When I arrived at the home of Max, Emily and Greg, I was greeted with warm smiles, a cold beer, and, straight from the freezer, packages of moose and caribou:

Unwrapping the thawed beast, I found a lovely cut of shoulder meat, glistening and dark in that deep crimson, iron-rich hue you’ll never find in a CAFO animal. No two ways about it, this was truly wild protein, hunted in the frozen Alaskan hinterland.
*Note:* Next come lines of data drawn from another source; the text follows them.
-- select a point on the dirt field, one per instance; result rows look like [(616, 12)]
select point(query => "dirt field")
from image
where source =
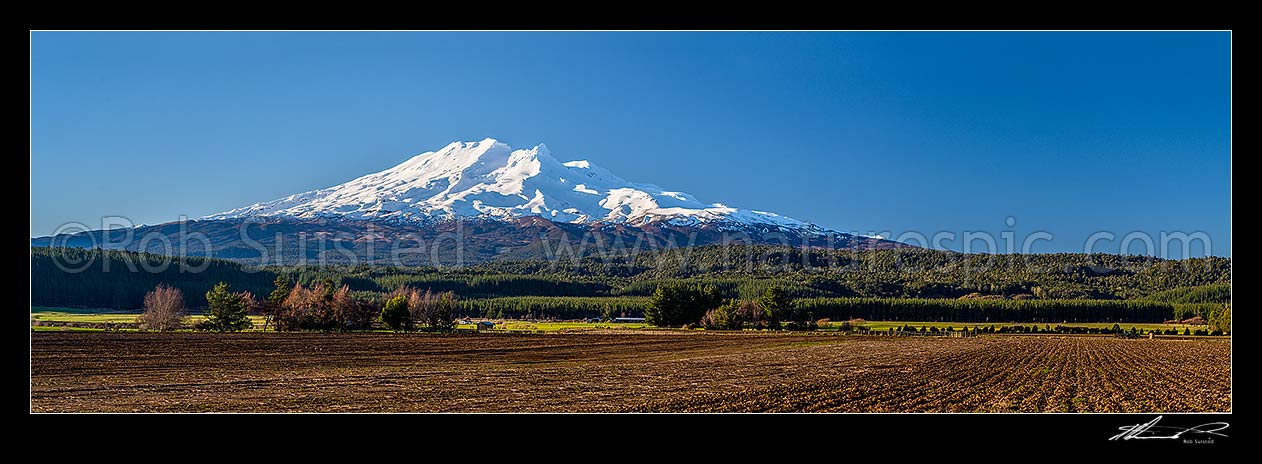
[(622, 372)]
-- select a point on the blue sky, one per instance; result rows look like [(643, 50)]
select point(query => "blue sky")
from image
[(1067, 133)]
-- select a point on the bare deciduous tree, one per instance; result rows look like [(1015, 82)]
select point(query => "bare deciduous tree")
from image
[(164, 309)]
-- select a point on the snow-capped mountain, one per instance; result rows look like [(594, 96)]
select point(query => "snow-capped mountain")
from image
[(489, 179), (470, 202)]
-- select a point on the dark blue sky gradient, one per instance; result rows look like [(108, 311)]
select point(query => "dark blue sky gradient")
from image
[(1067, 133)]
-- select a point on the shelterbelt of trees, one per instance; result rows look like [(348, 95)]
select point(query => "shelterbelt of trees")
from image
[(877, 285)]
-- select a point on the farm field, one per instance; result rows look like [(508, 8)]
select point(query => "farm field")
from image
[(634, 371)]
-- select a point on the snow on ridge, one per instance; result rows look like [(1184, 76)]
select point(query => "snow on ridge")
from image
[(490, 179)]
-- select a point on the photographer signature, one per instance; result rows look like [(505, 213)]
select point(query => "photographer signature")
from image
[(1150, 430)]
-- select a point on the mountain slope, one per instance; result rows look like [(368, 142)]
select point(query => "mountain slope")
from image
[(489, 179), (466, 203)]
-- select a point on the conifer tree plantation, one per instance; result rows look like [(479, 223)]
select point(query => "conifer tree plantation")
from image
[(988, 223)]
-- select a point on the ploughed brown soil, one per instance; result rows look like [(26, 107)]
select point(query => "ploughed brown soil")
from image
[(622, 372)]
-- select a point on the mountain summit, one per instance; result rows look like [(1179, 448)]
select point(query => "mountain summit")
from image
[(490, 179)]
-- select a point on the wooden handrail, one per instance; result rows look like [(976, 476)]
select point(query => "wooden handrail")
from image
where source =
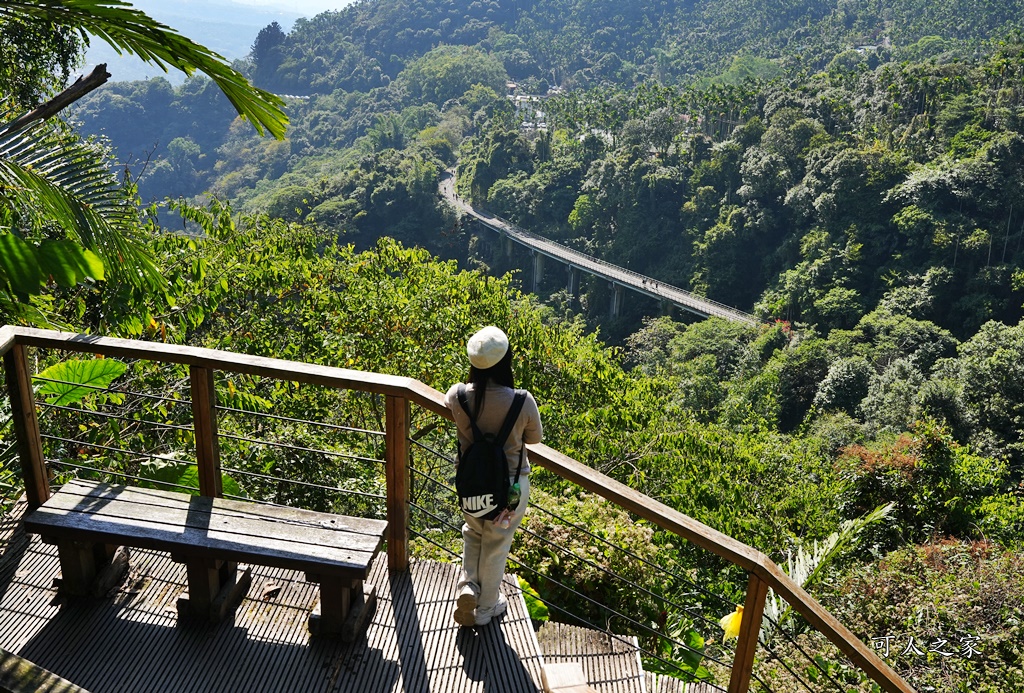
[(398, 389)]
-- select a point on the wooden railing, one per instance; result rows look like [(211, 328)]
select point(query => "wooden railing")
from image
[(400, 393)]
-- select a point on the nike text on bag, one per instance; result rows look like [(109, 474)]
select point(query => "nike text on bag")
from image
[(482, 476)]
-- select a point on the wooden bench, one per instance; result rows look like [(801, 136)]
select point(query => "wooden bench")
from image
[(93, 523)]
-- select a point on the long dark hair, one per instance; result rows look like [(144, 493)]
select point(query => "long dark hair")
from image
[(500, 373)]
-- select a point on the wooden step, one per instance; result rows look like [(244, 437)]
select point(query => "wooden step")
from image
[(610, 663)]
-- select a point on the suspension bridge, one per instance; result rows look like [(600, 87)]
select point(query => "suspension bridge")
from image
[(620, 278)]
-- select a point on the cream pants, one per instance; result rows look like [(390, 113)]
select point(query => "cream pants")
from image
[(485, 548)]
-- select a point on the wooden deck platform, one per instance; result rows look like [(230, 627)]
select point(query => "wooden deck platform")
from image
[(132, 641)]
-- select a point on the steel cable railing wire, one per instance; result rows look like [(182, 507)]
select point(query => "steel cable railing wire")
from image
[(122, 475), (602, 569), (299, 448), (122, 450), (44, 405), (305, 484), (318, 424), (107, 415), (132, 393)]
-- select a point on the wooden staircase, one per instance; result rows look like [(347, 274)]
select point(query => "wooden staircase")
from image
[(606, 663)]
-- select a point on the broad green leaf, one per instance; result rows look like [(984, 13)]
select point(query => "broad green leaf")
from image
[(78, 379), (538, 609), (69, 263), (18, 261)]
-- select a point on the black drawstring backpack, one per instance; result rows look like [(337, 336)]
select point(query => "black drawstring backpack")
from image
[(481, 479)]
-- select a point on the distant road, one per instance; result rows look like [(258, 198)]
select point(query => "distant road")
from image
[(619, 275)]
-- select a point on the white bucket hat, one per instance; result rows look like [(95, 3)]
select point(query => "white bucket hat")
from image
[(486, 347)]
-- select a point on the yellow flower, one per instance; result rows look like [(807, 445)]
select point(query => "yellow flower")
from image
[(730, 623)]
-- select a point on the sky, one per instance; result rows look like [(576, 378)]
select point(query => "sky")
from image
[(227, 27), (303, 7)]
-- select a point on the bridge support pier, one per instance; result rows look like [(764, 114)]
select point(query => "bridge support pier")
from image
[(538, 271), (616, 299), (573, 283)]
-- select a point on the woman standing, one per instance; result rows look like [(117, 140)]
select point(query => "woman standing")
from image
[(485, 543)]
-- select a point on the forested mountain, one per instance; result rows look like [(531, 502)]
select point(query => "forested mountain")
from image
[(848, 171)]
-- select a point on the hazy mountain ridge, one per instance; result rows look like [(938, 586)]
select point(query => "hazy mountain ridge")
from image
[(224, 27)]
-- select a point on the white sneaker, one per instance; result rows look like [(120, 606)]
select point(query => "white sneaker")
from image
[(483, 616), (465, 606)]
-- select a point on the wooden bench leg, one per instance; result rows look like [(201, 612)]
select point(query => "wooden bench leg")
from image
[(88, 568), (343, 608), (215, 589)]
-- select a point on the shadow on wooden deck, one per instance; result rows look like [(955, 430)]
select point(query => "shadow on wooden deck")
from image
[(132, 640)]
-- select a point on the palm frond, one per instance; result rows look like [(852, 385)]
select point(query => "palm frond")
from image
[(133, 32), (50, 179)]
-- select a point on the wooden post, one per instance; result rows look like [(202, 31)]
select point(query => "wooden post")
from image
[(750, 629), (396, 470), (23, 409), (204, 397)]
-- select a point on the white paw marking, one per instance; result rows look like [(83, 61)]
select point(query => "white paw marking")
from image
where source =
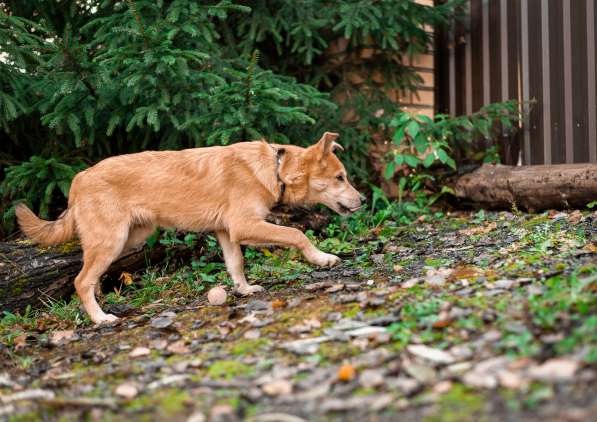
[(104, 318), (325, 259), (249, 289)]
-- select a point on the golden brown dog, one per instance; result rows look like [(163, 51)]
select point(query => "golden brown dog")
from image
[(116, 204)]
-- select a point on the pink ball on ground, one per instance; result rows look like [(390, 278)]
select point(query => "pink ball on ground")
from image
[(216, 295)]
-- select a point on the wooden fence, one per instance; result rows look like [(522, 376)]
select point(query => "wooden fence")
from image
[(542, 50)]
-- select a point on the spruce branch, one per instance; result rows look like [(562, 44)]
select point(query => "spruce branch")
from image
[(137, 16)]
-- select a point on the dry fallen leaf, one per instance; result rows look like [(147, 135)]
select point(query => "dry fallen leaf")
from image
[(139, 352), (279, 387), (126, 278), (278, 304), (20, 341), (479, 230), (346, 372), (58, 337), (127, 390), (178, 347)]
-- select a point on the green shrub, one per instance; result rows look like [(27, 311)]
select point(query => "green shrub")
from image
[(92, 79)]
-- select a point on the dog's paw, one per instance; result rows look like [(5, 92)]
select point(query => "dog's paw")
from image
[(104, 319), (323, 259), (249, 289)]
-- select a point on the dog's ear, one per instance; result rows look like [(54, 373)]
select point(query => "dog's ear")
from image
[(327, 144)]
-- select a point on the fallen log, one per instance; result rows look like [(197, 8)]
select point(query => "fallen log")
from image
[(532, 188), (32, 275)]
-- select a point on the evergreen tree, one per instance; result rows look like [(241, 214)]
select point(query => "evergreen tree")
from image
[(84, 79)]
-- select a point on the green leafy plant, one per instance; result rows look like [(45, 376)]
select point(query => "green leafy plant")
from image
[(100, 78), (421, 141), (38, 182)]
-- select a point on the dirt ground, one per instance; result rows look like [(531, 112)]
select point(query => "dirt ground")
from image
[(472, 317)]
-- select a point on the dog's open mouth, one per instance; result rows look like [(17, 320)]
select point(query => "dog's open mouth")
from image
[(346, 210)]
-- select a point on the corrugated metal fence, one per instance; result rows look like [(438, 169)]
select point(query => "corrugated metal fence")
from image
[(527, 49)]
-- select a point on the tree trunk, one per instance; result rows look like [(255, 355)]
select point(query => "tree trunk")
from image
[(533, 188), (32, 275)]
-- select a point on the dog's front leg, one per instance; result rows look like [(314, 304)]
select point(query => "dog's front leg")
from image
[(233, 257), (263, 233)]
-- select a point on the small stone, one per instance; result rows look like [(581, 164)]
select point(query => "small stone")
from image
[(378, 259), (405, 385), (366, 331), (161, 322), (252, 334), (306, 326), (178, 347), (61, 337), (127, 390), (279, 387), (430, 354), (442, 387), (458, 369), (196, 417), (504, 284), (159, 344), (412, 282), (555, 370), (371, 378), (222, 413), (258, 305), (216, 296), (334, 288), (346, 372), (139, 352), (437, 277), (423, 374), (511, 379), (479, 379)]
Then I got to work. First, I needed to grind the meat, which, you might be surprised to learn, doesn’t necessarily require an actual meat grinder (though if you have access to a $5,000 commercial Hobart, I cordially invite you to become my best friend). For a small grinding job, all you really need is a food processor. A Cuisinart is great, but even one of the mini jobs will work fine, provided you segment your meat in 1-2 inch slices and only grind a few at a time. After all the Bullwinkle was nice and ground — also a good call when you’re cooking game animals, since the grinding also tenderizes the meat, which might tend to the tough side — I added a lightly beaten egg, a little milk, chopped onion, bread crumbs and spices, and mixed everything by hand. With that finished, I layered the strips of bacon on the bottom of the loaf pan, like so:

All that was left to do from here was to pack the meat into the loaf pan, top with the rest of the bacon, throw it in the oven and start working on the sides. Of course, Kraft mac & cheese and simple veggies wouldn’t quite compliment this dish, so I upped my game a little, choosing a stellar Mac recipe from my friend Emily Farris’s wonderful cookbook, Casserole Crazy. For the beans, I used a recipe from my childhood: simply steamed green beans — which Max helped me clean and pick the ends from — with salt and lemon pepper and a lemon-butter sauce.
Before I knew it, the loaf was ready. We took it from the oven, carefully turned the loaf pan upside-down on the serving platter, and were gifted with this gorgeous sight:

Glorious! Once sliced, drizzled in a simple brown gravy and plated with the sides, the meal was complete:


Of course, the big question on everyone’s mind was: What will moose taste like? Venison? Armadillo? Old goats? People? Turns out, I have to hand it to Governor Palin — there’s a very good reason she’s hunting these suckers. Moose has a rich, earthy flavor hard to come by in the world of modern industrial meat. In fact, the only time I’ve ever had meat that’s tasted anywhere near this deep and pleasurably wild, it came from another hunted animal. Even through the smoky, porcine layers of hog fat, we could all taste the essential “mooseness” of the dish. And we loved every bite.
And so did Max.


Bruce Wayne (Max) wrote on 03/9/09 at 6:24 pm :
THANKS FOR MAKING SAUSAGE FOR US. I LIKE YOUR SAUSAGE. –MAX (for real!)
Dan wrote on 03/9/09 at 7:06 pm :
Scott, that sounds totally delicious! What can I do to get you to cook me a meal like that?
nana wrote on 03/10/09 at 10:20 am :
being Max and now Sadie’s nana–I happen to know that Max also likes caribou and pasta–great article.– nana
Lu wrote on 03/18/09 at 10:01 am :
When is the goat experiment?
We’re ready!
Emily wrote on 05/20/09 at 10:22 pm :
Just writing in to say I read your book, I loved it and I learned a lot. It always made me hungry.
I took your advice and made the meat in my lamb stew into a sandwich the next day. It was amazing to say the least. I aspire to be as good a carnivore as you are one day.